The Education Department, led by Secretary Betsy DeVos, rescinded the documents in response to an “Executive Order on Enforcing the Regulatory Reform Agenda,” which asks agencies to “alleviate unnecessary regulatory burdens placed on the American people” by getting rid of regulations that “are outdated, unnecessary, or ineffective.”
This most recent announcement is par for the course, as DeVos has already exhibited an inclination toward deregulation. Just last month, the Education Secretary rescinded rules pertaining to the treatment of sexual assault cases at publically funded schools. In making her argument, she said the Obama-era guidance failed to consider the point of view of the alleged attacker. And earlier this year, she okayed Trump’s decision to throw out the Obama-era guidance on transgender access to school bathrooms.
Making a Statement
Though the rescinded documents never had a direct bearing on students’ rights, they were incredibly useful. Some documents helped translate the legalese of the statute into ordinary English to help teachers and administrators utilize the law. Thus, throwing out these documents amounts to a clear statement about the current administration’s position on the rights of students with disabilities.

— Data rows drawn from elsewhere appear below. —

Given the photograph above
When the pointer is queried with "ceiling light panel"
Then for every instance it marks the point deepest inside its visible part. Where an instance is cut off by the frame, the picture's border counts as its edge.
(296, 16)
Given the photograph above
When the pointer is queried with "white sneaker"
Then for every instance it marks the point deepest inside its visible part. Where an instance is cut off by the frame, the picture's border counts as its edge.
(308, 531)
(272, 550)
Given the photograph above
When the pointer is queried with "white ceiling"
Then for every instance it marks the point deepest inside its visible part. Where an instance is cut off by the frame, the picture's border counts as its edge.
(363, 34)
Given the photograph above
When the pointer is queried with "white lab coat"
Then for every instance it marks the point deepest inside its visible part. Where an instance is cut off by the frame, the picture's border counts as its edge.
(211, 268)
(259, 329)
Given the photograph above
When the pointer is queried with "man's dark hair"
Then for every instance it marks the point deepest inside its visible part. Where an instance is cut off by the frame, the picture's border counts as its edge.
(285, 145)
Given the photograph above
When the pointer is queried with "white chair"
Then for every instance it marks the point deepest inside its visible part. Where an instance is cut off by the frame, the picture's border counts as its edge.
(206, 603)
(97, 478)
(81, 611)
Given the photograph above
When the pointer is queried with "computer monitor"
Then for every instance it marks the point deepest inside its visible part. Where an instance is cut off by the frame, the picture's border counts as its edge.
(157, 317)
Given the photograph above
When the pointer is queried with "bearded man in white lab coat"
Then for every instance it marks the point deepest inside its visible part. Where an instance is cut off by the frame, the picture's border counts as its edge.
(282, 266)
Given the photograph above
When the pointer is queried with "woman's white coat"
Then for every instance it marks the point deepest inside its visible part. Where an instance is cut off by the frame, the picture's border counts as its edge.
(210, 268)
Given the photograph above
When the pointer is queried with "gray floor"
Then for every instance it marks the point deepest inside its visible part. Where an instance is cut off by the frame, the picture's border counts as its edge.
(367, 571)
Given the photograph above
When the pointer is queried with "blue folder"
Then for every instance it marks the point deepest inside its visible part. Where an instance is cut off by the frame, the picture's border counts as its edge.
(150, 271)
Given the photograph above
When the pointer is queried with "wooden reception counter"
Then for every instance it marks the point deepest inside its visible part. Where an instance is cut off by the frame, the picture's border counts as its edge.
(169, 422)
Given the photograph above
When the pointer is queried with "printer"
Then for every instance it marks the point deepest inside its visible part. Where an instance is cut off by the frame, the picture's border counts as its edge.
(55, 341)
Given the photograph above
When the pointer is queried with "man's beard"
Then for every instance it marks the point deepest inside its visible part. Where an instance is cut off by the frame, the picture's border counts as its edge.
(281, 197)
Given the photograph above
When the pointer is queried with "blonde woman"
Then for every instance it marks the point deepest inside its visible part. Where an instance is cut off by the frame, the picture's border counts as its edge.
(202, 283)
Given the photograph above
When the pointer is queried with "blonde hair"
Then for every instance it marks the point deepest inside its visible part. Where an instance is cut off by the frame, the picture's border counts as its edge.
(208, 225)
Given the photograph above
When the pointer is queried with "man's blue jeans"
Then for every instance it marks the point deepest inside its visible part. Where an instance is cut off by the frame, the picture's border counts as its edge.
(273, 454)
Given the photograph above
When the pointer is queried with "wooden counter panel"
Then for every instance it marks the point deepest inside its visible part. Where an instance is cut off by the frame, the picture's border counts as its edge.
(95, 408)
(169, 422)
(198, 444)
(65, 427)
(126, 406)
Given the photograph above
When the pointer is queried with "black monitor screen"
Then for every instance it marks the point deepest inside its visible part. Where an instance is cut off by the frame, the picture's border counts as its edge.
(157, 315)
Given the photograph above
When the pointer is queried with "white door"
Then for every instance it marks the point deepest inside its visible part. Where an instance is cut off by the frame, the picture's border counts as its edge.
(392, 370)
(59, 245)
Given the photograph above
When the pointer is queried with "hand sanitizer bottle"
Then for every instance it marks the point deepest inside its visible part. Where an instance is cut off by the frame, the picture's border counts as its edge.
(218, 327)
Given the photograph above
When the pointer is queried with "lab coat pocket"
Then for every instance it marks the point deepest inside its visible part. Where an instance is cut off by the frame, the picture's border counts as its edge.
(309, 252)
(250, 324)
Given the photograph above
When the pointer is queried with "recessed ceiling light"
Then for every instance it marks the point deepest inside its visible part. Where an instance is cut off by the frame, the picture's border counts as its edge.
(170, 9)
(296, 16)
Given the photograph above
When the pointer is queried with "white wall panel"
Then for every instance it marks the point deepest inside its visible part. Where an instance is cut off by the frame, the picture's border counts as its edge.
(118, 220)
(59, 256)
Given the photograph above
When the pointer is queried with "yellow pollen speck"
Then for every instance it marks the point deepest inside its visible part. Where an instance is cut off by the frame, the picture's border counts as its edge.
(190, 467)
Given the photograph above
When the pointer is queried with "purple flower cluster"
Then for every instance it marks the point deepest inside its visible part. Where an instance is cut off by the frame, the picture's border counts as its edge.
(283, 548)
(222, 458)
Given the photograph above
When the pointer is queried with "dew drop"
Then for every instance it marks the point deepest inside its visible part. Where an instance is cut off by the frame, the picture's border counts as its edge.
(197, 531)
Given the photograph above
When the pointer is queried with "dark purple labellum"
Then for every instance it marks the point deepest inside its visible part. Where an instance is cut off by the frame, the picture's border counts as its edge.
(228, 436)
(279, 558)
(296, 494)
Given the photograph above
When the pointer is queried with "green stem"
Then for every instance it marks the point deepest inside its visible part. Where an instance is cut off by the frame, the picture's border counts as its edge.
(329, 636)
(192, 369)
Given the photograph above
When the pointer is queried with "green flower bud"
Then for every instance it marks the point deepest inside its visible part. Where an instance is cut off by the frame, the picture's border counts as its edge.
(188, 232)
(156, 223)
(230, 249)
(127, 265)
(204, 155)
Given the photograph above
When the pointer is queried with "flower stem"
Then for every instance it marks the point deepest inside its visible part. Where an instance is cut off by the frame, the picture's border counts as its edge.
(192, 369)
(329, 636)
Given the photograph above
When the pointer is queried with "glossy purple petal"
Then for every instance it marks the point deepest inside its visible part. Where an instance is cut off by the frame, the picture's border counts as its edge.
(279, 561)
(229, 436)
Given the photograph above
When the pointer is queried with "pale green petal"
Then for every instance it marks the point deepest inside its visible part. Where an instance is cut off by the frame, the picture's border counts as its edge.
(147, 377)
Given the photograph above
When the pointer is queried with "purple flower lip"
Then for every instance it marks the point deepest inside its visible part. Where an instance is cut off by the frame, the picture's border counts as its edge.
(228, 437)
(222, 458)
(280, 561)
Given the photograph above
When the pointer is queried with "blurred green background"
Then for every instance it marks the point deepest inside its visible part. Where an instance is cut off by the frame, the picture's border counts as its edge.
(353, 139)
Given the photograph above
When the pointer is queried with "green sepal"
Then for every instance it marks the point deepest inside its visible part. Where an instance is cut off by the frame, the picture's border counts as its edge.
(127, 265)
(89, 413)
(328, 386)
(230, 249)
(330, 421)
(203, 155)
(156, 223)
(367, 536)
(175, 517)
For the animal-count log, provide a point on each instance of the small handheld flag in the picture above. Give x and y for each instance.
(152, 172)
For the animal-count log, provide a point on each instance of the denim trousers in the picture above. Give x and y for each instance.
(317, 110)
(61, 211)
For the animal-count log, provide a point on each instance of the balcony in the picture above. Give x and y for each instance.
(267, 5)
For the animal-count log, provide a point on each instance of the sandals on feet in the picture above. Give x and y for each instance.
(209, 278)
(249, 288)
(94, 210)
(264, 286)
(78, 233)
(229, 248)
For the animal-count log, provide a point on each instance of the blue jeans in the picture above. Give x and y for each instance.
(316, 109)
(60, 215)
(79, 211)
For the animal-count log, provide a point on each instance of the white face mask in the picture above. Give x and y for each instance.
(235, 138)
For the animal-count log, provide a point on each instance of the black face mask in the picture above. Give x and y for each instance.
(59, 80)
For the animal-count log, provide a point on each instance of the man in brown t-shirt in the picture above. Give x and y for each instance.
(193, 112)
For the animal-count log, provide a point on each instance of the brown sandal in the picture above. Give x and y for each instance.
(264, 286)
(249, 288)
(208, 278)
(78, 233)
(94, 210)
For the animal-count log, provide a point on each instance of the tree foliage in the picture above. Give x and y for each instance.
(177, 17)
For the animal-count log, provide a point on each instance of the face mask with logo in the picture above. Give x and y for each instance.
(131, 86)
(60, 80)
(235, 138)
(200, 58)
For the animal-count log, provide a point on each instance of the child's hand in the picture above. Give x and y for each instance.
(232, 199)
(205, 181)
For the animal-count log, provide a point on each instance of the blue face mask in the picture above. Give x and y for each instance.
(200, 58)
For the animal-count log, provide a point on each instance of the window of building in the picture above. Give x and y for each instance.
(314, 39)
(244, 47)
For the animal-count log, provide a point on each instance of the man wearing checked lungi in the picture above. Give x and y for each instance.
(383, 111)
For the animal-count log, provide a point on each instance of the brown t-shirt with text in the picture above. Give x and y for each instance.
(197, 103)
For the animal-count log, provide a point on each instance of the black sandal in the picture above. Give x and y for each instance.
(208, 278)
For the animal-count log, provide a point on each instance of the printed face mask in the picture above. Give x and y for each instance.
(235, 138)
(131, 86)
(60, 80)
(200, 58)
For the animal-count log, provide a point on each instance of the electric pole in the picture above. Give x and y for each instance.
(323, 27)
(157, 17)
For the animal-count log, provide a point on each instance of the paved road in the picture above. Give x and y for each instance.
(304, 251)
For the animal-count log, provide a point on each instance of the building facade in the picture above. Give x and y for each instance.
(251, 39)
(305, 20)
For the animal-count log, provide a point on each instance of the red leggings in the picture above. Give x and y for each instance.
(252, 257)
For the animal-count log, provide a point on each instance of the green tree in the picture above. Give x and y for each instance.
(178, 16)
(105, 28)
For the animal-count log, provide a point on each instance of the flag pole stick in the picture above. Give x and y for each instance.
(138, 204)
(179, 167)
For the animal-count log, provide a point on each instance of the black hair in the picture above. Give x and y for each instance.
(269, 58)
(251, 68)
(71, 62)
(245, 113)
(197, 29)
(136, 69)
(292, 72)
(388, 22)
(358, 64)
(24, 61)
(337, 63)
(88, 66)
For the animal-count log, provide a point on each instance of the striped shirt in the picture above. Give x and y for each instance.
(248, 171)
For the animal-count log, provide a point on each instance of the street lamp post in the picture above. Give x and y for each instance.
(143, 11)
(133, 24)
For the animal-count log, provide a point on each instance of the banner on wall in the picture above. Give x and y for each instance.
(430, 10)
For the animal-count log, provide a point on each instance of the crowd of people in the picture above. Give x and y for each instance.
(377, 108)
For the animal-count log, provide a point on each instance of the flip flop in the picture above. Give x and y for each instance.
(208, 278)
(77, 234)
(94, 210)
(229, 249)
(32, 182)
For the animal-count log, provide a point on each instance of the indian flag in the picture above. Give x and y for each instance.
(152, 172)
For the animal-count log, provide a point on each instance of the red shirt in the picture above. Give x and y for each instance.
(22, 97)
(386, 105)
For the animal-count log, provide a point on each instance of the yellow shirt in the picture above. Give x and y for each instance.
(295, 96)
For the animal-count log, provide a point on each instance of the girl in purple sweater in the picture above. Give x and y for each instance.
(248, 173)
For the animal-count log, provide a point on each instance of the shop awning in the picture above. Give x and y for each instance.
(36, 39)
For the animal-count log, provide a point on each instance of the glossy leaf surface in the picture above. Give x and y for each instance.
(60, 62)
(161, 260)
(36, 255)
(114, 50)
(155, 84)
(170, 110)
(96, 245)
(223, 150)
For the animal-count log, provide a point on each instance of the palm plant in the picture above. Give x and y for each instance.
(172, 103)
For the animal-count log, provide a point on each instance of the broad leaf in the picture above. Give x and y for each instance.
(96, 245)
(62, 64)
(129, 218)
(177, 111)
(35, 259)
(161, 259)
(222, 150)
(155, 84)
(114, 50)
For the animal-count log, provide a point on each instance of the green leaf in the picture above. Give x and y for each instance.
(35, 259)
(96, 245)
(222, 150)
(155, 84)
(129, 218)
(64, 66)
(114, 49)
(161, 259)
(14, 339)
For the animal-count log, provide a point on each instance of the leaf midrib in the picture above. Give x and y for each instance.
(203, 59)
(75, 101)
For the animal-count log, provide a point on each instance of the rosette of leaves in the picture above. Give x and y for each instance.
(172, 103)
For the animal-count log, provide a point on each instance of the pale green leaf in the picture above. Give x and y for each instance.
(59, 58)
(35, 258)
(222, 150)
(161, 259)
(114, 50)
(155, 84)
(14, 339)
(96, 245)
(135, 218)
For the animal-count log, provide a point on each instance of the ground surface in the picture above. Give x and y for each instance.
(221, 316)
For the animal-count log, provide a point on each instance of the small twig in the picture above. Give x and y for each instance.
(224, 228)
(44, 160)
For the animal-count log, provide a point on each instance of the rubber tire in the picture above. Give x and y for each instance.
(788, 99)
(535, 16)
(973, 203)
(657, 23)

Take a memo on Transition Programs & Services, for instance. This memo sought to provide information on programs that could help facilitate a student’s transition from high school to adulthood. This document was merely informational. Meaning rescinding it does nothing more than limit a state’s access to much needed information on how to use federal funding.
Or consider the importance of the Free Appropriate Public Education memo. This guidance was labeled a “Notice of Interpretation,” and supplied clarification as to the statute’s language. Specifically, the memo stated that parents of disabled children should not be expected to use private insurance to access federally mandated services.
Lindsay Jones, of the National Center for Learning Disabilities, spoke with the Washington Post, saying, “All of these [guidances] are meant to be very useful […] in helping schools and parents understand and fill in with concrete examples the way the law is meant to work when it’s being implemented in various situations.” She continued, “Our goal is to make sure that parents and schools and educators understand how these laws work, and the department plays a critical role in that.”
Without replacement documents there is a huge gap in the interpretative framework around the Individuals with Disabilities Education Act and the Rehabilitation Act. Some of the rescinded documents go back to the 80s.
That being said, the full impact of the Education Department’s decision to chuck so many documents remains somewhat of a mystery. David Card, of the National Disability Rights Network, told ThinkProgress that it isn’t totally abnormal for an agency to review memos and guidance documents. Nonetheless, there’s cause for worry: “We are still exploring the impact of the different guidance that have been rescinded, however, the concern has arisen that by rescinding older guidance, should the Department rescind more recent guidance, students with disabilities will be left with no protections,” he said.
As noted by ThinkProgress, we perhaps shouldn’t be surprised at the recent abolition of agency documents. During her confirmation hearing, DeVos expressed confusion about the nature of the Disabilities Education Act, indicating that she didn’t know it was a federal statute. She added that questions about students with disabilities should be left up to the state and local school districts.
It’s clear that the current administration does not value the rights of students with disabilities. We will have to wait and see how the Education Department’s decision affects children at the state and local level.